Sheryl Sandberg, COO of Facebook, says be ready to pay for it. Like a pay service. Think HBO. Think Netflix.
Now, one might think at around $10 a month -- the going price for HBO and Netflix -- that’s not a problem. Millions of people already pony up. In Netflix's case, it counts 55 million U.S customers.
It wouldn’t match up to the 240 million Facebook users in the U.S. -- or the 2 billion globally. There is always business math juggling to consider.
Facebook is free. Media consumers may feel -- up to a point -- that this is similar to broadcast TV networks and stations. It’s free as well, if you are not getting those networks/stations via a pay TV service.
In either case, advertisers pay.
Mind you, Netflix doesn’t have your deep personal data (maybe, a credit card) like Facebook.
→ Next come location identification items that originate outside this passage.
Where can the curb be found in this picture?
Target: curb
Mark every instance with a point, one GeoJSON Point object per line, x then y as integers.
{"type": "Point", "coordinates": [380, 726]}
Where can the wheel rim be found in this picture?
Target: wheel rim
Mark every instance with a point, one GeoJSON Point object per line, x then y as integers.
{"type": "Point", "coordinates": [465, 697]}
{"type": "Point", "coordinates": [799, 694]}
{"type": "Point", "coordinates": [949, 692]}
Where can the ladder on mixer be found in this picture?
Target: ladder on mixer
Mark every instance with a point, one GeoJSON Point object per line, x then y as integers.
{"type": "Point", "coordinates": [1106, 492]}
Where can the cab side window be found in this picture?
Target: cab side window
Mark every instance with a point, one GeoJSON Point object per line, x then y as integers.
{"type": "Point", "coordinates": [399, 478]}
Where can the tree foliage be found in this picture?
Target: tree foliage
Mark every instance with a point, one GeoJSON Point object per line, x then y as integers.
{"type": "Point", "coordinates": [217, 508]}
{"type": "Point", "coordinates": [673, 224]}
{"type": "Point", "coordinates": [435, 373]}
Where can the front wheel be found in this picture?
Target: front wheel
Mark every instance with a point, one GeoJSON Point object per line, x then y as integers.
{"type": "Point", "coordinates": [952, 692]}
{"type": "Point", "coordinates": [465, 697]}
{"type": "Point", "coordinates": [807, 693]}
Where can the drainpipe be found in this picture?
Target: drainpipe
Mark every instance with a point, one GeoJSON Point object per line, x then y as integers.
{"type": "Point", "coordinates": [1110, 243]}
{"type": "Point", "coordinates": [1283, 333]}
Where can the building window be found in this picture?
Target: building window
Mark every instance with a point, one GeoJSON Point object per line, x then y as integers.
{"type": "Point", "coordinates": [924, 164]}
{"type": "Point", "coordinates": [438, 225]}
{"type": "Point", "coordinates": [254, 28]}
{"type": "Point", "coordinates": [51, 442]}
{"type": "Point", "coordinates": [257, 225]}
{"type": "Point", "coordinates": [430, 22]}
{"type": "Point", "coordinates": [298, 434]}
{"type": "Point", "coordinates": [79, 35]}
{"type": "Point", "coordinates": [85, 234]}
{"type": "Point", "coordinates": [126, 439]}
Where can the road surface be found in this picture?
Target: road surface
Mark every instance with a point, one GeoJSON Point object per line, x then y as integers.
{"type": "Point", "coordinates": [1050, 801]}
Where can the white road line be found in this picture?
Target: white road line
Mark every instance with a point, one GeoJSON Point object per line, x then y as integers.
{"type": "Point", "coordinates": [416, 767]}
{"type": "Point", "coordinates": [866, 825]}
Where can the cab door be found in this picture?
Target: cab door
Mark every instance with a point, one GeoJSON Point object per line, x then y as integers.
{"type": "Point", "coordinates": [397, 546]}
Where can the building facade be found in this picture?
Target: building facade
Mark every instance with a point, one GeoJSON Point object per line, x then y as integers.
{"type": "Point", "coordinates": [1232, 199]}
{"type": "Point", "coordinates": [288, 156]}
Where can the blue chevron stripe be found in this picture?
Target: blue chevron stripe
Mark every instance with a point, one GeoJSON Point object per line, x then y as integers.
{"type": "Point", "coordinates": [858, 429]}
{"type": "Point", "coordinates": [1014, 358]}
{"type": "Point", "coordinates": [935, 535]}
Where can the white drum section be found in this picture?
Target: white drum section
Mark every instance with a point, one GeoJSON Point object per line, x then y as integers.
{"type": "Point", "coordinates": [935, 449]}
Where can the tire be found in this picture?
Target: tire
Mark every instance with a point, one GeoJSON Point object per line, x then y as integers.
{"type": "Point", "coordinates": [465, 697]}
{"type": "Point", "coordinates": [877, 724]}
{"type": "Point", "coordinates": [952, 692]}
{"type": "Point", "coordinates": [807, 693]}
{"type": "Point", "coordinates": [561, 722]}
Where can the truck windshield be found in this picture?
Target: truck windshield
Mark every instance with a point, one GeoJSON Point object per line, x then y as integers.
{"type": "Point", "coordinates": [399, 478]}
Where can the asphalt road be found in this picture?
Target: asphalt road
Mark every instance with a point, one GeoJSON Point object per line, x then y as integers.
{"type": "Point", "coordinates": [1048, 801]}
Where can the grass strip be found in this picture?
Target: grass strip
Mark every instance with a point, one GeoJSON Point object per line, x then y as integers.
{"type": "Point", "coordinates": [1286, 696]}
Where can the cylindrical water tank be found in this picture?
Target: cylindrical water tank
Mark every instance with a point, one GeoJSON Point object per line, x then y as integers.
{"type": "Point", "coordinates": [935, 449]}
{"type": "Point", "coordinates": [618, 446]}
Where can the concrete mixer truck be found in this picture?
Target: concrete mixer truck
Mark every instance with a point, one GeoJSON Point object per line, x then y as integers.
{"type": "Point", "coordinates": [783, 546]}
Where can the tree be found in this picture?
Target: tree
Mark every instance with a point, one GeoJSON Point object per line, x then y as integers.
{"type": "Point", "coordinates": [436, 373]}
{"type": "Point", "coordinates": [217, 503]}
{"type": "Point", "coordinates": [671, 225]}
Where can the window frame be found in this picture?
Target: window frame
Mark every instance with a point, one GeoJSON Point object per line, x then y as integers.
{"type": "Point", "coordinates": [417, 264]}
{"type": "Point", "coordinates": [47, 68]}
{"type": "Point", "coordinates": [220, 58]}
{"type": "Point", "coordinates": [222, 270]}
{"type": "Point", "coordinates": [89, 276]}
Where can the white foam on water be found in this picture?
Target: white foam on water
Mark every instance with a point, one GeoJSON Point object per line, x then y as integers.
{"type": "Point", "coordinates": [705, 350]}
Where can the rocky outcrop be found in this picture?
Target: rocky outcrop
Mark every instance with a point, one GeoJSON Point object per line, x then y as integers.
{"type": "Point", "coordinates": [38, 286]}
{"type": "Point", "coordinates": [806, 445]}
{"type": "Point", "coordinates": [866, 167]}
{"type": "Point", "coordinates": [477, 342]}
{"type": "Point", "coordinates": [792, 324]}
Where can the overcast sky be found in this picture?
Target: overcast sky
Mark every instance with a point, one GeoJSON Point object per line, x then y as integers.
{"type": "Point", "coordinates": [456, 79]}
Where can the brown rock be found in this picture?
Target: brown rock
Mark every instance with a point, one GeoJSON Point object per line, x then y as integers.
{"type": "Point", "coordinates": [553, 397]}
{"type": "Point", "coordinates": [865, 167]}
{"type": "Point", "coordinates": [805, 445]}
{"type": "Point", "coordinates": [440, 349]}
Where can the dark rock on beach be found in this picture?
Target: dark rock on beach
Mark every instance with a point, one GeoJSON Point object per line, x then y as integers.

But it does know what kind of TV shows you like and produces TV shows catering to its audiences. HBO and HBO Now do as well.
Starting a social-media platform from scratch -- as a pay service -- would be catastrophic. However, Facebook may be a different media animal. Consumer usage in social media is massively embedded into daily behavior for many -- it's the big attraction from marketers to buy in.
Free media platforms? Not really. Remember the transition broadcast networks went through in the 1980s and 1990s -- with cable networks -- by pay TV providers, cable operators, satellite and telco operators? Now they get big retransmission fees, via pay TV operators, via consumers monthly fees.
But the difference during those years -- and now -- is that consumers haven’t sent a check each month to CBS, NBC, Fox, or The CW. It went to another party.
For argument's sake, it would be a different matter if Facebook started invoicing its users. If Facebook charged $1 a month, that would mean $240 million a month -- just under $3 billon a year -- from 240 million U.S. users.
This might be a starting point -- but not an end point: Facebook pulled in around $40 billion a year in advertising revenues in 2017.
Does Facebook want to be a TV network, after all -- even after its big non-TV advertising success? After all, what do broadcast and cable networks do now? They get a fee from pay TV providers (via subscribers) and from selling advertising.